Item 1.01. Entry into a Material Definitive Agreement
As previously reported, on November 3, 2006, a subsidiary of Exelon Generation Company, LLC entered
into an agreement to sell its 49.5% ownership interests in Termoeléctrica del Golfo (TEG) and
Termoeléctrica Peñoles (TEP) to a subsidiary of AES Corporation for $95 million in cash plus
certain purchase price adjustments. TEG and TEP are each approximately 230 MW petcoke-fired
generating facilities located in Tamuín, Mexico. On February 9, 2007, the parties closed the
transaction.
* * * * *
This combined Form 8-K is being furnished separately by Exelon and Exelon Generation Company, LLC
(Generation) (Registrants). Information contained herein relating to any individual registrant has
been furnished by such registrant on its own behalf. No registrant makes any representation as to
information relating to any other registrant.

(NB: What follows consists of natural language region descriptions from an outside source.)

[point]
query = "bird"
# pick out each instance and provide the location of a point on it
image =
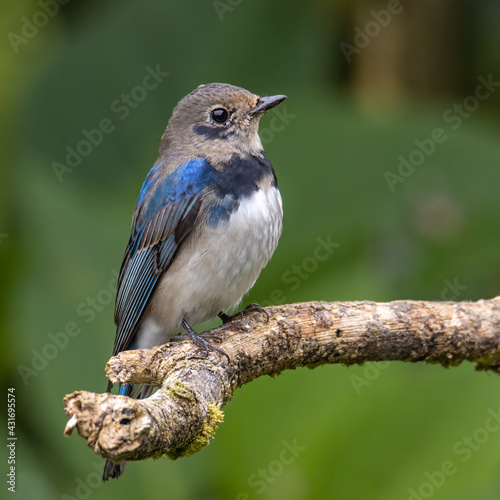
(207, 221)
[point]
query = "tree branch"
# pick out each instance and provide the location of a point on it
(183, 415)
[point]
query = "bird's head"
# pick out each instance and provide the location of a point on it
(219, 120)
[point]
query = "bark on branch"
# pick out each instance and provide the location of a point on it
(183, 415)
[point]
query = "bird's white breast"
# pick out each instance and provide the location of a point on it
(213, 271)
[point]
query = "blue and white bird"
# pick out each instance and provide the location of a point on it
(207, 221)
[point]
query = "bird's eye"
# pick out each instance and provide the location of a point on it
(219, 115)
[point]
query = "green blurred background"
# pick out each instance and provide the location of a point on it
(357, 102)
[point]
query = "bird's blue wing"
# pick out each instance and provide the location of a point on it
(166, 211)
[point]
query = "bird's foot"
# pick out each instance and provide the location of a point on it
(200, 341)
(250, 308)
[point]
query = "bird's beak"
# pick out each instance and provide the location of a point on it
(265, 103)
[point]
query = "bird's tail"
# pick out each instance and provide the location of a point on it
(112, 470)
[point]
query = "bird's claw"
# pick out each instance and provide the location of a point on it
(250, 308)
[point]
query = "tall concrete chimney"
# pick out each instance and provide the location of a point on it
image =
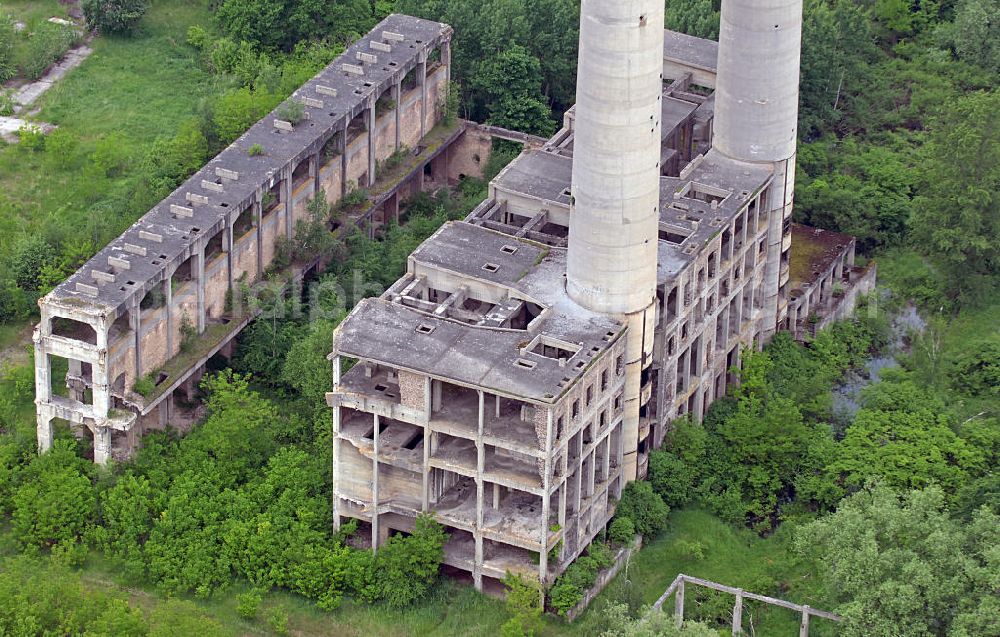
(756, 112)
(616, 181)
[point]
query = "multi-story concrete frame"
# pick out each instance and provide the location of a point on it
(489, 384)
(127, 312)
(614, 205)
(757, 105)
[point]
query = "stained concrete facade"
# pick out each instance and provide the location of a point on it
(154, 301)
(480, 390)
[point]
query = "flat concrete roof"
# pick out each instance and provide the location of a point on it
(167, 239)
(539, 174)
(545, 175)
(688, 50)
(737, 181)
(386, 332)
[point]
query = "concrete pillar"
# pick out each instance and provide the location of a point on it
(612, 257)
(227, 245)
(258, 220)
(343, 161)
(376, 535)
(422, 80)
(428, 443)
(370, 116)
(74, 380)
(199, 271)
(397, 97)
(756, 110)
(168, 303)
(477, 572)
(102, 445)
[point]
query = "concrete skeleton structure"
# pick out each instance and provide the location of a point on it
(155, 299)
(517, 376)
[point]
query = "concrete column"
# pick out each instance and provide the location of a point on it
(168, 303)
(397, 96)
(314, 171)
(258, 220)
(376, 536)
(289, 203)
(477, 573)
(135, 324)
(343, 161)
(199, 268)
(756, 111)
(74, 380)
(102, 445)
(370, 114)
(543, 556)
(428, 435)
(446, 61)
(227, 245)
(422, 80)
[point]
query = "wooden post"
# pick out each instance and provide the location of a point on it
(679, 605)
(738, 613)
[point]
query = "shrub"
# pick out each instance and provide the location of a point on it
(144, 386)
(31, 137)
(44, 47)
(114, 16)
(621, 531)
(60, 148)
(248, 602)
(644, 507)
(292, 111)
(6, 101)
(7, 35)
(56, 501)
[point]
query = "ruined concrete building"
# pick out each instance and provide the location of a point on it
(517, 376)
(153, 303)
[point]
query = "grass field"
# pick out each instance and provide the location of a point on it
(140, 88)
(735, 557)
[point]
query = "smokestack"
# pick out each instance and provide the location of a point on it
(756, 111)
(615, 212)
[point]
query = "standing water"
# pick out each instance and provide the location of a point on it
(847, 395)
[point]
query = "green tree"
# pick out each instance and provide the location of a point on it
(699, 18)
(976, 33)
(654, 624)
(644, 507)
(114, 16)
(56, 502)
(902, 567)
(956, 217)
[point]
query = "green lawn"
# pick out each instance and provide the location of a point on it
(141, 88)
(30, 11)
(730, 556)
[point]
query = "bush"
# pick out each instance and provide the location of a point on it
(44, 47)
(61, 147)
(621, 531)
(8, 68)
(114, 16)
(292, 111)
(56, 501)
(247, 603)
(31, 137)
(644, 507)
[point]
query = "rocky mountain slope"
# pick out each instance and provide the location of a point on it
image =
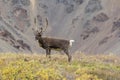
(93, 24)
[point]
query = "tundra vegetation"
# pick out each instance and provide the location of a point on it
(19, 66)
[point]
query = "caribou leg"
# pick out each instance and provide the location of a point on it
(48, 51)
(67, 53)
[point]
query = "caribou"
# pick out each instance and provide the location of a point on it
(53, 44)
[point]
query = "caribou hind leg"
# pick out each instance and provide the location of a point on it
(67, 53)
(48, 52)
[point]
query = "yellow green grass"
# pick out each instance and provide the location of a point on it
(14, 66)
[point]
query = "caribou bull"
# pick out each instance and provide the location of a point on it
(51, 43)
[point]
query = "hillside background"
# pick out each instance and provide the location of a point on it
(93, 24)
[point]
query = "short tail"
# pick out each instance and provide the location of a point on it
(71, 42)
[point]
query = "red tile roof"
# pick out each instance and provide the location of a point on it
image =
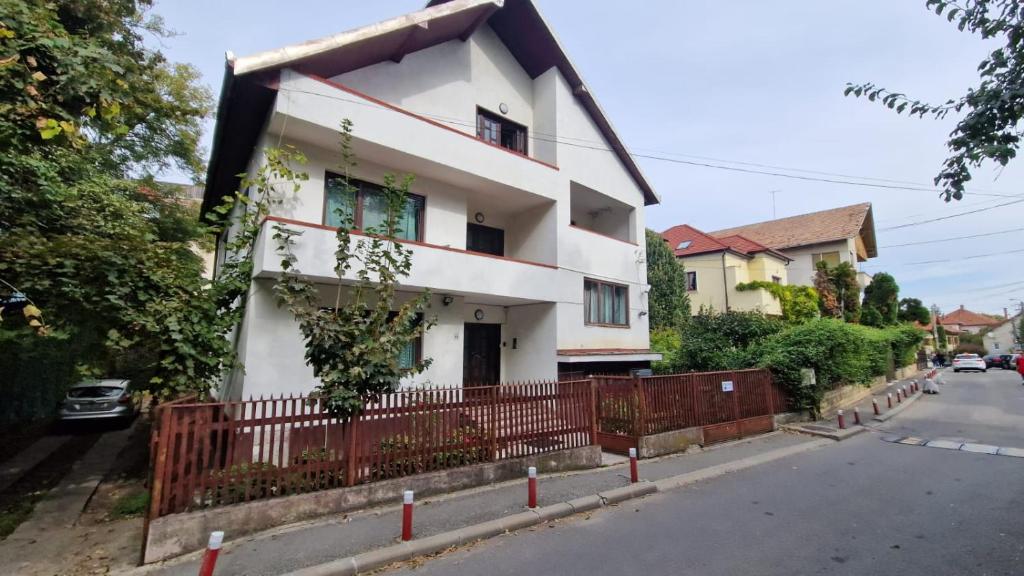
(804, 230)
(700, 243)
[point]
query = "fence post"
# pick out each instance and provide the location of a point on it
(493, 422)
(593, 411)
(352, 456)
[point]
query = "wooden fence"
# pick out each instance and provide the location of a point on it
(632, 407)
(210, 454)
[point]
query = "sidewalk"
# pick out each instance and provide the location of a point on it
(300, 545)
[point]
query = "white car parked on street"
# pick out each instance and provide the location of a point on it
(969, 362)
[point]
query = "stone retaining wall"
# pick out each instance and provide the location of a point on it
(181, 533)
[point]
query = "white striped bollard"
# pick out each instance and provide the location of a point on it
(210, 556)
(407, 516)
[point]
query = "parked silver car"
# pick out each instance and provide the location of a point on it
(98, 400)
(965, 362)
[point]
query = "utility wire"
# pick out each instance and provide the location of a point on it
(940, 240)
(948, 216)
(583, 144)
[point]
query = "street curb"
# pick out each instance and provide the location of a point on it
(401, 551)
(837, 435)
(898, 409)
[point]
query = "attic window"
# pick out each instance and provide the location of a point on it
(499, 131)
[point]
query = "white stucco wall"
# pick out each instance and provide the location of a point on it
(801, 270)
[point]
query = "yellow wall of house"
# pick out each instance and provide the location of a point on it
(716, 289)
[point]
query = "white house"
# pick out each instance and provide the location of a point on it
(530, 244)
(838, 235)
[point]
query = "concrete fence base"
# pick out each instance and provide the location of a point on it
(181, 533)
(670, 442)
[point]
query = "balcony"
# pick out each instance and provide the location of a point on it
(389, 135)
(439, 269)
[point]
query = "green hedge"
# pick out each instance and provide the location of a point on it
(35, 373)
(839, 353)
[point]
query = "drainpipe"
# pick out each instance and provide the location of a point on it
(725, 283)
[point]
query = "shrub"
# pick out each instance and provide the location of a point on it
(971, 348)
(721, 341)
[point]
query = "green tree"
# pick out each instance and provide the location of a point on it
(87, 113)
(354, 346)
(669, 303)
(989, 128)
(838, 290)
(881, 306)
(799, 303)
(912, 310)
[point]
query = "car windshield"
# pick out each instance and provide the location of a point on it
(94, 392)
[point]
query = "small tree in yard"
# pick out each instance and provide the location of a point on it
(354, 346)
(670, 306)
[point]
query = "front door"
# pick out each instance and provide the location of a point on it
(481, 356)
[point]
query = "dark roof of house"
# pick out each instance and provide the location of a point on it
(701, 243)
(250, 83)
(815, 228)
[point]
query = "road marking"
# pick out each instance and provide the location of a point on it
(944, 444)
(980, 448)
(957, 446)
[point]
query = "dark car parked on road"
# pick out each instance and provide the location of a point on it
(995, 361)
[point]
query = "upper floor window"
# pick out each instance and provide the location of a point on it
(830, 258)
(499, 131)
(368, 207)
(605, 303)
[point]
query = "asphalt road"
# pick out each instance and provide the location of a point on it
(864, 506)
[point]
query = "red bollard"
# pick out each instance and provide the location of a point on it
(407, 516)
(531, 487)
(212, 550)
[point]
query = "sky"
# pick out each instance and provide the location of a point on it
(739, 84)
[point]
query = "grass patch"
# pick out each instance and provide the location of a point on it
(130, 505)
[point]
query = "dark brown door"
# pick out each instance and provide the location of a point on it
(481, 358)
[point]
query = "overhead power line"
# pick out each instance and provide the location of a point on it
(755, 168)
(940, 240)
(948, 216)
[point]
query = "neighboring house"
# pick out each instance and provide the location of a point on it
(839, 235)
(967, 321)
(952, 336)
(532, 247)
(716, 265)
(1004, 337)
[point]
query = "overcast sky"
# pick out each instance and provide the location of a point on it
(741, 82)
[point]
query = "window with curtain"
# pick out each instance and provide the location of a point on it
(368, 207)
(605, 303)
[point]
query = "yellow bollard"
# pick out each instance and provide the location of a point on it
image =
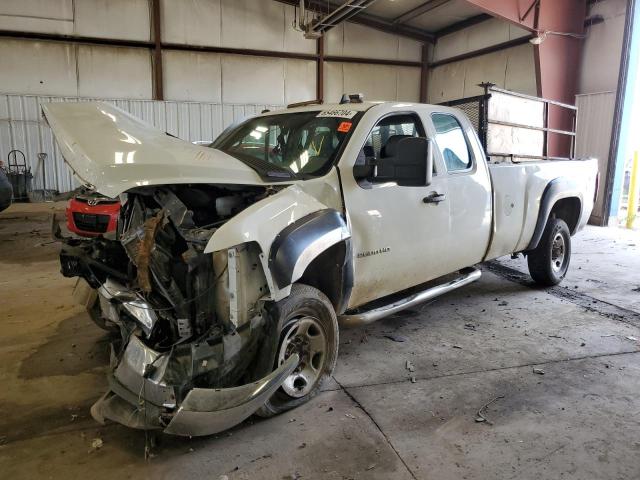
(632, 205)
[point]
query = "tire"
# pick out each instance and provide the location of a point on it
(549, 261)
(308, 321)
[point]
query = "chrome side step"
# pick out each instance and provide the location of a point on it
(468, 275)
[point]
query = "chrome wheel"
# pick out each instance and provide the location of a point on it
(558, 250)
(306, 337)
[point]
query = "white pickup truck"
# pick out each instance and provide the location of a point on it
(234, 264)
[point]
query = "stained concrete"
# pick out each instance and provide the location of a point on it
(477, 346)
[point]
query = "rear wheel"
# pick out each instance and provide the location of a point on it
(549, 261)
(310, 329)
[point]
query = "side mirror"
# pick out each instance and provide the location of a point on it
(412, 164)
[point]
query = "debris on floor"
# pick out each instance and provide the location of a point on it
(395, 337)
(480, 417)
(96, 444)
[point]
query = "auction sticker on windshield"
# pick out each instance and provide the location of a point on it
(338, 113)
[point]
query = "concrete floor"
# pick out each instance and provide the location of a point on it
(477, 346)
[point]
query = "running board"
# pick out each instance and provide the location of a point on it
(467, 276)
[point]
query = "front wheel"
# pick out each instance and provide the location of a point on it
(310, 329)
(549, 261)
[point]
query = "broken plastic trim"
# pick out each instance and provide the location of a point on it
(133, 303)
(206, 411)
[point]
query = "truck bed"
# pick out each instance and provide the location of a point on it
(517, 192)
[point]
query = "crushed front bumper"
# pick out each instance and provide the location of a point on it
(138, 398)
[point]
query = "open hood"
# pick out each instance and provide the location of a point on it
(112, 151)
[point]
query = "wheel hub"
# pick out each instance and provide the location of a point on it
(558, 250)
(306, 337)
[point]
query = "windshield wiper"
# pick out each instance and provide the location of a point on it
(264, 168)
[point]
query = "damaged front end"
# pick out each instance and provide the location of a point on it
(195, 350)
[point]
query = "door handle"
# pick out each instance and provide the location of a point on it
(434, 197)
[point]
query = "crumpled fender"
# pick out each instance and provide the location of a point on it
(268, 223)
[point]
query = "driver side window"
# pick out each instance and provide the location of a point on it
(382, 144)
(382, 139)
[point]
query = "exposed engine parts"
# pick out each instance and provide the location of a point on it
(186, 319)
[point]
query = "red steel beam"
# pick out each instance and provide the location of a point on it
(557, 58)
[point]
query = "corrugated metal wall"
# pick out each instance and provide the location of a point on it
(22, 127)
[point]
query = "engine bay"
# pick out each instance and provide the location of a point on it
(181, 318)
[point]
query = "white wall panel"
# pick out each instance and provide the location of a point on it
(191, 22)
(513, 69)
(114, 72)
(408, 89)
(409, 50)
(376, 82)
(482, 35)
(353, 40)
(248, 79)
(253, 25)
(521, 70)
(22, 127)
(602, 48)
(122, 19)
(446, 82)
(360, 41)
(192, 76)
(333, 82)
(45, 16)
(299, 81)
(37, 67)
(593, 134)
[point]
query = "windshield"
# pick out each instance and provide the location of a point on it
(290, 144)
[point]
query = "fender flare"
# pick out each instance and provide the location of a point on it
(557, 189)
(300, 242)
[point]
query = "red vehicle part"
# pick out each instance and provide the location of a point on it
(90, 216)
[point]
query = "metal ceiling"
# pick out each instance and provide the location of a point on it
(419, 19)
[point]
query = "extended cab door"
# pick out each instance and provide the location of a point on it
(467, 176)
(400, 234)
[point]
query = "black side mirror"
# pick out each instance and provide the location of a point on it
(412, 164)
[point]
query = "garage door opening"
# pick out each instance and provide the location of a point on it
(625, 191)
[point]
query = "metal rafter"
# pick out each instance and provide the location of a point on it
(368, 20)
(419, 10)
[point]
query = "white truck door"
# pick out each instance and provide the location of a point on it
(400, 234)
(467, 176)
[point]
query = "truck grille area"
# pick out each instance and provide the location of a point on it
(91, 222)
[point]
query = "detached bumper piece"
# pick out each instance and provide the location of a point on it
(139, 398)
(208, 411)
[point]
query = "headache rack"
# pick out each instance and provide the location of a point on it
(514, 127)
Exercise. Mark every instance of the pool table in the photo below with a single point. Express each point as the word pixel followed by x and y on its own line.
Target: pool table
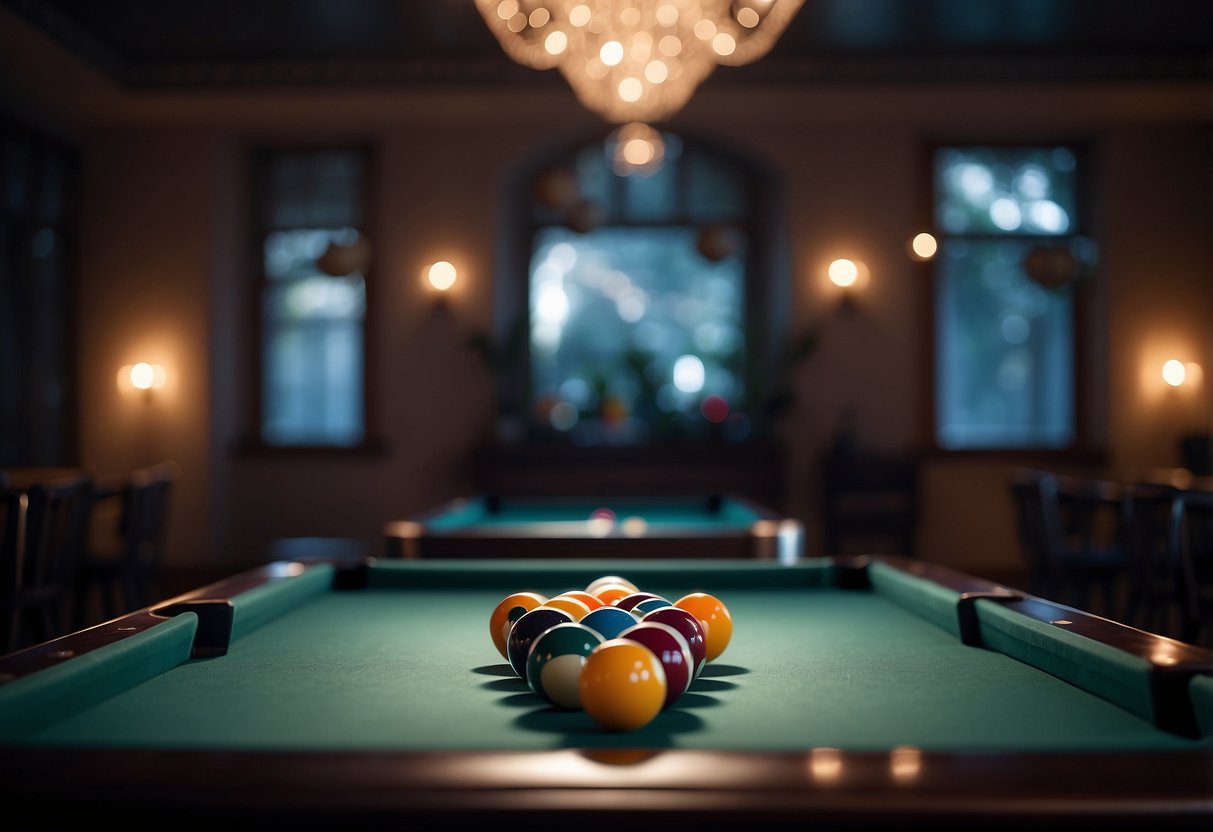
pixel 855 693
pixel 707 526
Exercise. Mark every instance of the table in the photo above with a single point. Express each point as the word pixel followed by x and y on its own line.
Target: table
pixel 855 691
pixel 598 526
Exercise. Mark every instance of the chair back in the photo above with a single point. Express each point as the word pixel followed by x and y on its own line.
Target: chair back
pixel 870 503
pixel 1037 524
pixel 46 530
pixel 143 524
pixel 1151 599
pixel 1191 547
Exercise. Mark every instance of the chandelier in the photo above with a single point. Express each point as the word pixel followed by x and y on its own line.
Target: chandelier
pixel 636 61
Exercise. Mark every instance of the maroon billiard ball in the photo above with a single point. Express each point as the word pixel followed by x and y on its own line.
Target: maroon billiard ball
pixel 529 627
pixel 690 628
pixel 668 645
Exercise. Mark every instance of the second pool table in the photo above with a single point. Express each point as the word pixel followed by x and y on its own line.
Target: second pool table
pixel 856 693
pixel 599 526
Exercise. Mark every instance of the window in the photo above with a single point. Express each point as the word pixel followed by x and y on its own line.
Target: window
pixel 642 295
pixel 38 372
pixel 312 297
pixel 1008 274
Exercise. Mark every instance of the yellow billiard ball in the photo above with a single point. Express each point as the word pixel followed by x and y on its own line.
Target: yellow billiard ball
pixel 622 684
pixel 715 616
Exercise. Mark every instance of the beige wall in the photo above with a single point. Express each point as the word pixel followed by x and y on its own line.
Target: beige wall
pixel 164 266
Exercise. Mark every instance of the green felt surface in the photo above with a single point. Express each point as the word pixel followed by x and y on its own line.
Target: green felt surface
pixel 511 513
pixel 392 668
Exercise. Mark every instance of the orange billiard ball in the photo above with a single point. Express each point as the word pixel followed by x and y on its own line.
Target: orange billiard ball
pixel 622 684
pixel 510 609
pixel 716 619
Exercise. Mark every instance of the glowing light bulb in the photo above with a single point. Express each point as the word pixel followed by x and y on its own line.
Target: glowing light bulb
pixel 442 275
pixel 843 273
pixel 1173 372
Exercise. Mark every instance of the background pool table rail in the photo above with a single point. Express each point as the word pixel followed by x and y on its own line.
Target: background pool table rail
pixel 550 526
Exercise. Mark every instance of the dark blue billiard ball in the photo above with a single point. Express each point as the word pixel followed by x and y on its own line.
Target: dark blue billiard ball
pixel 554 662
pixel 610 621
pixel 527 630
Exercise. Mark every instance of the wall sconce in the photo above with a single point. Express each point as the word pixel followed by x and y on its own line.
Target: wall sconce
pixel 923 246
pixel 1174 372
pixel 1178 374
pixel 849 275
pixel 142 376
pixel 442 275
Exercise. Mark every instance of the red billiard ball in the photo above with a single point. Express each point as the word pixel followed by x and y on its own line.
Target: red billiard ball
pixel 527 630
pixel 690 628
pixel 713 615
pixel 671 650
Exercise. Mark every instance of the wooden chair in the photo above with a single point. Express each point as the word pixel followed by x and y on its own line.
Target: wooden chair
pixel 870 503
pixel 1191 546
pixel 45 531
pixel 1152 600
pixel 123 570
pixel 1071 531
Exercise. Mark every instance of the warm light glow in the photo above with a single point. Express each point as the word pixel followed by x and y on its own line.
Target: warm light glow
pixel 843 273
pixel 825 764
pixel 638 149
pixel 923 246
pixel 142 376
pixel 905 763
pixel 598 51
pixel 1173 372
pixel 442 275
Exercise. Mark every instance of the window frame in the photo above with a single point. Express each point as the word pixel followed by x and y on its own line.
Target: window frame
pixel 1086 446
pixel 764 281
pixel 254 444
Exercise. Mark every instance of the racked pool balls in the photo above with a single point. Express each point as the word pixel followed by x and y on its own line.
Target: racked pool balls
pixel 609 621
pixel 713 615
pixel 527 630
pixel 671 650
pixel 511 608
pixel 622 684
pixel 554 662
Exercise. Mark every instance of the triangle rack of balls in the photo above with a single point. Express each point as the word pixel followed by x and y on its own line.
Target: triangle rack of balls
pixel 618 653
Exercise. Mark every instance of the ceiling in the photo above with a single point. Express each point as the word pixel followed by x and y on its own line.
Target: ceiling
pixel 146 44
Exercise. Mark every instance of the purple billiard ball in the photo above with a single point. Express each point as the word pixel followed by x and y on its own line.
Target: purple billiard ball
pixel 529 627
pixel 610 621
pixel 668 645
pixel 690 628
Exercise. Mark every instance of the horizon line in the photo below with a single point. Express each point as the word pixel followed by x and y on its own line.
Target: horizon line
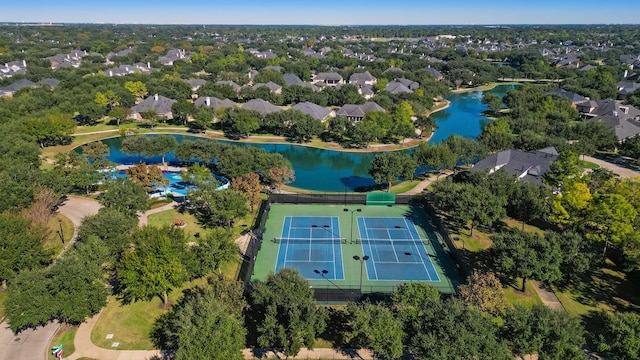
pixel 309 24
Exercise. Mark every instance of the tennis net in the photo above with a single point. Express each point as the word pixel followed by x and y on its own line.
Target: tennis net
pixel 310 240
pixel 390 241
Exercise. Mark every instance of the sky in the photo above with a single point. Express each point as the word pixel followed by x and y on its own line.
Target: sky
pixel 324 12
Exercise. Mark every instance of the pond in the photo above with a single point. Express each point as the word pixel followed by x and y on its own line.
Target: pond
pixel 337 171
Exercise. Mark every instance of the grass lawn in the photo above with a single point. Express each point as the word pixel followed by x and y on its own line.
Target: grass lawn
pixel 472 248
pixel 131 324
pixel 3 295
pixel 606 288
pixel 404 186
pixel 516 297
pixel 588 165
pixel 52 240
pixel 64 336
pixel 167 217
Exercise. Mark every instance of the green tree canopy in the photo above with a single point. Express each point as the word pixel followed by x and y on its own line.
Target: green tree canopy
pixel 286 314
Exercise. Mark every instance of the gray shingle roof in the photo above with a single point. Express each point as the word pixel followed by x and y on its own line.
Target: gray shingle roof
pixel 213 102
pixel 571 96
pixel 261 106
pixel 158 103
pixel 527 166
pixel 316 111
pixel 362 78
pixel 358 111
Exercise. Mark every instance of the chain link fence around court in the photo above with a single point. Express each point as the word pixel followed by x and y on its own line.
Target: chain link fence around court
pixel 332 294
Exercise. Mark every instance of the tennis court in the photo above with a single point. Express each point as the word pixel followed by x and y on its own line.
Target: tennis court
pixel 354 248
pixel 310 243
pixel 395 249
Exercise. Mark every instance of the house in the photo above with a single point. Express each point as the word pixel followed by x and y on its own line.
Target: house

This Current Report includes forward-looking statements within the meaning of the Private
Securities Litigation Reform Act of 1995, that are subject to risks and uncertainties. The factors
that could cause actual results to differ materially from these forward-looking statements include
those discussed herein as well as those discussed in (1) Exelons 2005 Annual Report on Form 10-K
in (a) ITEM 1A. Risk Factors, (b) ITEM 7. Managements Discussion and Analysis of Financial
Condition and Results of Operations and (c) ITEM 8. Financial Statements and Supplementary Data:
Exelon-Note 20 and Generation-Note 17; (2) Exelons 2006 Annual Report on Form 10-K (to be filed on
or around February 13, 2007) in (a) ITEM 1A. Risk Factors, (b) ITEM 7. Managements Discussion and
Analysis of Financial Condition and Results of Operations and (c) ITEM 8. Financial Statements and
Supplementary Data; (3) Exelons Third Quarter 2006 Quarterly Report on Form 10-Q in (a) Part II,
Other Information, ITEM 1A. Risk Factors and (b) Part I, Financial Information, ITEM 1. Financial
Statements: Note 13; and (4) other factors discussed in filings with the SEC by the Registrants.
Readers are cautioned not to place undue reliance on these forward-looking statements, which apply
only as of the date of this Current Report. None of the Registrants undertakes any obligation to
publicly release any revision to its forward-looking statements to reflect events or circumstances
after the date of this Current Report.